Answer:
2.54g
Step-by-step explanation:
Lead carbonate (PbCO3) can be decomposed to produce lead oxide (PbO) and carbon dioxide (CO2). The equation for this reaction is as follows:
PbCO3(s) -> PbO(s) + CO2(g)
Let's assume that the reaction yield is 95.7%, meaning that 95.7% of the theoretical amount of lead oxide produced in the reaction is actually obtained. To find the actual amount of lead oxide produced, we first need to find the theoretical amount of lead oxide produced by the reaction.
The theoretical amount of lead oxide can be calculated using the stoichiometry of the reaction, where the number of moles of reactants is balanced with the number of moles of products. If we assume that 2.50g of lead carbonate is decomposed, the number of moles of lead carbonate can be calculated as follows:
n = m/M
where n is the number of moles, m is the mass of the substance, and M is the molar mass of the substance. For lead carbonate, the molar mass is:
M = 207.19 g/mol
So, the number of moles of lead carbonate is:
n = 2.50 g / 207.19 g/mol = 0.01202 mol
Since the reaction is balanced, the number of moles of lead oxide produced should be equal to the number of moles of lead carbonate.

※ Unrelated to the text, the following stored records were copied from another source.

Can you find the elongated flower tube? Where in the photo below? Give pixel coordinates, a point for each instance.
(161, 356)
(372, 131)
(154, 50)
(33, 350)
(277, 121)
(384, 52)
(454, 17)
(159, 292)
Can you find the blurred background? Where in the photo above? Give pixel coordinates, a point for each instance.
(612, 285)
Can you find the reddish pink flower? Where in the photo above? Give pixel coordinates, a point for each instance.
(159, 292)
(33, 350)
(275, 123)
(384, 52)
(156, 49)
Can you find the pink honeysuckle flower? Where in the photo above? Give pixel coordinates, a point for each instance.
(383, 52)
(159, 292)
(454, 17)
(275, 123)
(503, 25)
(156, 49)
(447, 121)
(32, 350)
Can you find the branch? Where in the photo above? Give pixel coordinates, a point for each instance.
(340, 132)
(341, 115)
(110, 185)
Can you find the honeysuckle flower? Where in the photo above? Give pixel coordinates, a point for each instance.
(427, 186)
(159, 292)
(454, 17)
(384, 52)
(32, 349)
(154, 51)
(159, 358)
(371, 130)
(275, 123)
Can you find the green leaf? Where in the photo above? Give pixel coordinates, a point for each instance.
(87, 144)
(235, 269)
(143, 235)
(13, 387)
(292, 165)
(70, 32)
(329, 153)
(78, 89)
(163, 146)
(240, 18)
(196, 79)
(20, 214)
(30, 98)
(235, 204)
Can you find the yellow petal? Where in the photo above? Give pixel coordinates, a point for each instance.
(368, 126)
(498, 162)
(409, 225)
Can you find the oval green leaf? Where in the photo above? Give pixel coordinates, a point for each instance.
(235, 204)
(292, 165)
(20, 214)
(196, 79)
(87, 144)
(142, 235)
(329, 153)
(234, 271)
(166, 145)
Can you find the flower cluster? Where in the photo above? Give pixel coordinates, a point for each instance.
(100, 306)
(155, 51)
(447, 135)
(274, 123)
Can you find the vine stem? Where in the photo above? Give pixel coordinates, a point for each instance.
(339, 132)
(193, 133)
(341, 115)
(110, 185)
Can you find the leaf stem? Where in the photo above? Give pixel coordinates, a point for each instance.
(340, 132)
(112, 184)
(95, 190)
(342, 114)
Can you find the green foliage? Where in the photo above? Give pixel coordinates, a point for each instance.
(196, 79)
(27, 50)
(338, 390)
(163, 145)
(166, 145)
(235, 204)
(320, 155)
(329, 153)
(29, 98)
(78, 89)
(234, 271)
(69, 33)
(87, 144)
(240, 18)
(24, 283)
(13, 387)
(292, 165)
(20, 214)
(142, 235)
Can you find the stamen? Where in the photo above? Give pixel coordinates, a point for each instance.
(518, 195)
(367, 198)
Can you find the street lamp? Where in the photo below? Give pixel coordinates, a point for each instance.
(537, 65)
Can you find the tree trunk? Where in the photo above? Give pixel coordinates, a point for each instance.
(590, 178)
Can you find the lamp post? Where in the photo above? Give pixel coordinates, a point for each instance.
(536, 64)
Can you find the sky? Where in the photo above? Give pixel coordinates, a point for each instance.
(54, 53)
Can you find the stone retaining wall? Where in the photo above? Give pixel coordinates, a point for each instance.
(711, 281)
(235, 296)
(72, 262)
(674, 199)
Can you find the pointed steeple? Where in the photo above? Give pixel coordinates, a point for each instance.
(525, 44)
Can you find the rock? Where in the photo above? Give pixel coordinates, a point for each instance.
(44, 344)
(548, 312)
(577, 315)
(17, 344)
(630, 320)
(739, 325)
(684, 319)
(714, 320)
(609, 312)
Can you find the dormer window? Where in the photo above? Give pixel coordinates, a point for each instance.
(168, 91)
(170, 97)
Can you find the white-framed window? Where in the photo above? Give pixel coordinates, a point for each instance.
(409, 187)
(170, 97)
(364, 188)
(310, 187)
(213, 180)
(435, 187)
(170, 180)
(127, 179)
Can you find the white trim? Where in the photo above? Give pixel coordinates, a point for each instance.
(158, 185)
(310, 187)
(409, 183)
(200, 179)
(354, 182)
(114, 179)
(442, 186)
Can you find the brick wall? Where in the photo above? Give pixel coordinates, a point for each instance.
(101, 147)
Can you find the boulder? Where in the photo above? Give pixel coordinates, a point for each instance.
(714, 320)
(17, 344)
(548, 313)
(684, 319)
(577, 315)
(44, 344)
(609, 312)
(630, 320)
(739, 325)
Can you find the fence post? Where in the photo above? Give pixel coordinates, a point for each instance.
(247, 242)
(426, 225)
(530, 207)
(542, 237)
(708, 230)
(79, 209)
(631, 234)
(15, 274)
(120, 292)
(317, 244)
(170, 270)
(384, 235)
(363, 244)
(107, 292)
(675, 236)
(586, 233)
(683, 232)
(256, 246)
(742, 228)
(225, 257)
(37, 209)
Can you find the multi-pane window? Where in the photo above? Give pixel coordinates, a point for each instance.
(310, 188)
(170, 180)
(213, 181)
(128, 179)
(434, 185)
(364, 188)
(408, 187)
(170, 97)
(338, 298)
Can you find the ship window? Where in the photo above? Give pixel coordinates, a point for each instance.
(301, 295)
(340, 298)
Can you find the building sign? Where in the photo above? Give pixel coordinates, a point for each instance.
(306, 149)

The mass of lead oxide produced can be calculated using the number of moles and the molar mass of lead oxide:
m = n x M
where M = 223.20 g/mol is the molar mass of lead oxide. So, the mass of lead oxide produced is:
m = 0.01202 mol x 223.20 g/mol = 2.68 g
Since the reaction yield is 95.7%, the actual amount of lead oxide produced is:
actual_mass = 0.957 x 2.68 g = 2.54 g
So, approximately 2.54g of lead oxide will be produced by the decomposition of 2.50g of lead carbonate.